Sejak itu saya berpetualang dan mengumpulkan bukti keberadaan Harimau Jawa berdasarkan informasi perjumpaan atau pembunuhan satwa ‘punah’ ini. Informasi perjumpaan Harimau Jawa saya peroleh dari Pemburu lokal, Pecinta Alam, Jagawana, Perbakin dan Mandor Perhutani.
Februari 1999 kami bersama BKSDA Jatim II merambah kawasan Gunung Merapi Ungup-ungup, Ijen, Rante, Panataran dan Raung. Penelusuran dilakukan oleh 8 regu, masing-masing regu beranggotakan 4 – 5 orang selama 15 hari didalam hutan. Hasil penelusuran tersebut ditemukan bukti keberadaan Harimau Jawa di Gunung Raung, Panataran dan Ijen berdasarkan temuan rambut yang terselip di luka cakaran dan kotoran.

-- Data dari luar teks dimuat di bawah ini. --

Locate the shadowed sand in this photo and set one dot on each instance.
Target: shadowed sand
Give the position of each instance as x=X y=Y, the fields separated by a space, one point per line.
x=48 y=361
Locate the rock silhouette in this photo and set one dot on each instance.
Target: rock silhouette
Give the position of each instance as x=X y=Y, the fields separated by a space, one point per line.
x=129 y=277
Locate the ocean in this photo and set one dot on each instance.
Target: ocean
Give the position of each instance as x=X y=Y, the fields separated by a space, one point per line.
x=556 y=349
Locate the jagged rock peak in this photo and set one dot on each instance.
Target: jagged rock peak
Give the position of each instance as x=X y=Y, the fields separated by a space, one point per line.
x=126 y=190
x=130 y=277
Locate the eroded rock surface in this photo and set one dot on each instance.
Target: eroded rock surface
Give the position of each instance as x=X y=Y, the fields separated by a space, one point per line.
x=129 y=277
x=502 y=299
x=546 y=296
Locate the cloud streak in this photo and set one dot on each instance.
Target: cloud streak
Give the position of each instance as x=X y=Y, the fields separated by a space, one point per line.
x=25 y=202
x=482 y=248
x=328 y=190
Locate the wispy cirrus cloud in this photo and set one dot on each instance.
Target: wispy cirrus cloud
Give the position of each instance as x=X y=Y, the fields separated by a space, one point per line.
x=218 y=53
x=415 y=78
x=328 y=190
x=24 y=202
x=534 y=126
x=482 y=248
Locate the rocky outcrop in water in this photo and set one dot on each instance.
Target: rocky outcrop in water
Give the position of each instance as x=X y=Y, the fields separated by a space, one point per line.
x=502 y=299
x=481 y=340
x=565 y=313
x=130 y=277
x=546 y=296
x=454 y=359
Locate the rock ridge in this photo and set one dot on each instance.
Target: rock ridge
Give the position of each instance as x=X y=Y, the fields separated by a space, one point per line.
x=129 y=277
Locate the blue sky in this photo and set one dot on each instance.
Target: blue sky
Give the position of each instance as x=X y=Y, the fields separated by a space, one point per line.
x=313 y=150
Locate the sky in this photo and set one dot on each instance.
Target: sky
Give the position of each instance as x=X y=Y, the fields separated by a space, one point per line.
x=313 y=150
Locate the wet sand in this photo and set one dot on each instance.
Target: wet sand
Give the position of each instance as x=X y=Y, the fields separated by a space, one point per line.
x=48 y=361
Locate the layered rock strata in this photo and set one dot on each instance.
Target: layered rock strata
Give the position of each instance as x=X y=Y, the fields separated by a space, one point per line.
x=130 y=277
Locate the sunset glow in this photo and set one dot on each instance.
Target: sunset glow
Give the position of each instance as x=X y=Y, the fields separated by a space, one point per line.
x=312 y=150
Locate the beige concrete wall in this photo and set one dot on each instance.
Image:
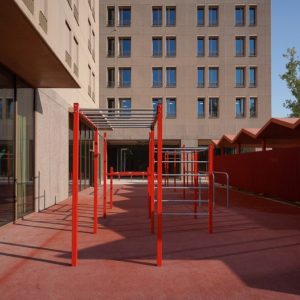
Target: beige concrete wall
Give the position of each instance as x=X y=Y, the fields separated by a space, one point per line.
x=52 y=105
x=187 y=126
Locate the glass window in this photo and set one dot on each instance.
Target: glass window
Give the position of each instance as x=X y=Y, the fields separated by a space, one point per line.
x=240 y=16
x=213 y=107
x=213 y=77
x=110 y=77
x=124 y=16
x=253 y=107
x=125 y=47
x=171 y=77
x=171 y=108
x=125 y=104
x=252 y=76
x=200 y=16
x=252 y=15
x=240 y=77
x=201 y=77
x=157 y=16
x=157 y=46
x=157 y=77
x=171 y=16
x=239 y=46
x=110 y=46
x=110 y=16
x=213 y=46
x=125 y=77
x=213 y=16
x=201 y=108
x=171 y=46
x=155 y=102
x=252 y=46
x=200 y=46
x=240 y=107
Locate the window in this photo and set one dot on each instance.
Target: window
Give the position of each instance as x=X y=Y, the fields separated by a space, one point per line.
x=239 y=16
x=171 y=108
x=252 y=76
x=252 y=46
x=253 y=107
x=125 y=104
x=240 y=46
x=157 y=77
x=125 y=47
x=111 y=16
x=213 y=77
x=76 y=58
x=170 y=16
x=240 y=107
x=68 y=41
x=240 y=77
x=157 y=16
x=157 y=46
x=155 y=102
x=110 y=46
x=171 y=46
x=213 y=16
x=201 y=108
x=252 y=15
x=171 y=77
x=201 y=77
x=213 y=107
x=125 y=77
x=200 y=16
x=213 y=46
x=111 y=104
x=124 y=16
x=200 y=46
x=110 y=77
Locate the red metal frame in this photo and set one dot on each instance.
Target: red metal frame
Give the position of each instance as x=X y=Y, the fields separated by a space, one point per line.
x=104 y=172
x=96 y=155
x=75 y=185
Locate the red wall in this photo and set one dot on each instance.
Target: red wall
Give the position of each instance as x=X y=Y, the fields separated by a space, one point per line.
x=273 y=173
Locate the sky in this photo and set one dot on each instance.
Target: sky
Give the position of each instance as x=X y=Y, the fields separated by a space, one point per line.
x=285 y=34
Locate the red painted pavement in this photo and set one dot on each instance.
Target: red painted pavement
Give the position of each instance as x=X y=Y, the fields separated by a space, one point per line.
x=252 y=254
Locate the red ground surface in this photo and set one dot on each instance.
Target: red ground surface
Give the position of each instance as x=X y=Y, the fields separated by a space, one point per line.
x=253 y=254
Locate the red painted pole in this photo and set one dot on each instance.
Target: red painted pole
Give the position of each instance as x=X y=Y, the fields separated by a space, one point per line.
x=75 y=185
x=159 y=185
x=152 y=178
x=104 y=173
x=210 y=184
x=111 y=186
x=95 y=180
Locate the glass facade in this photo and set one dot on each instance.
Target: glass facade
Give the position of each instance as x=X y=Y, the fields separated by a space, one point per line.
x=16 y=147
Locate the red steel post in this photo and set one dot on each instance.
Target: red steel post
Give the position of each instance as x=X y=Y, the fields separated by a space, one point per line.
x=152 y=178
x=104 y=173
x=159 y=186
x=95 y=180
x=111 y=187
x=211 y=187
x=75 y=185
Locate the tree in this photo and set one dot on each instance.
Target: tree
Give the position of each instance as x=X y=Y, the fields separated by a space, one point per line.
x=292 y=79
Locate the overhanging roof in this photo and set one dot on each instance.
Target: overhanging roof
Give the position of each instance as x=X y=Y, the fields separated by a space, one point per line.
x=109 y=119
x=24 y=51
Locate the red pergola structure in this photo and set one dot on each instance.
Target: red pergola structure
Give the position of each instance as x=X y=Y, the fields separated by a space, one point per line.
x=107 y=120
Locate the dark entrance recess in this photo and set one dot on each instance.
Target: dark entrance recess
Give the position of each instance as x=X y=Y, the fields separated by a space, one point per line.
x=128 y=157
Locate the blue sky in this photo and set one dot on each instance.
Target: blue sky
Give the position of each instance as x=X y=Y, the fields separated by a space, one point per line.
x=285 y=34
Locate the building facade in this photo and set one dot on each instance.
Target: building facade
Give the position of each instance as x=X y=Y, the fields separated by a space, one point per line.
x=48 y=61
x=208 y=62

April 1999 saya bersama peserta Pendidikan Lingkungan Kapai membongkar kelebatan hutan Gunung Slamet sisi Barat dan Selatan selama 15 hari. Hasil temuan berupa cakaran di pohon dengan rambut yang terselip, juga kotoran dan jejak. Keberadaan Harimau Jawa di Gunung Slamet diperkuat oleh penuturan masyarakat Pekuncen yang telah membunuh Harimau Loreng tahun 1997. Rambut dari kulit Harimau Loreng sisa pembunuhan tahun 1997 berhasil diidentifikasi menggunakan mikroskup elektron sebagai rambut Harimau Jawa.
Februari sampai Maret 2000 kami mengulangi pemantauan di Gunung Slamet selama satu bulan penuh. Meskipun perjumpaan langsung dengan Harimau Jawa belum terjadi, setidaknya cakaran dan rambutnya kami temukan. Keyakinan tersebut dikuatkan penduduk pengambil kayu di hutan bahwa Harimau Loreng sering mengikuti jalan setapak yang dibuatnya. Saat berpapasan terlihat acuh, oleh penduduk Harimau Loreng disebut "Macan Budeg".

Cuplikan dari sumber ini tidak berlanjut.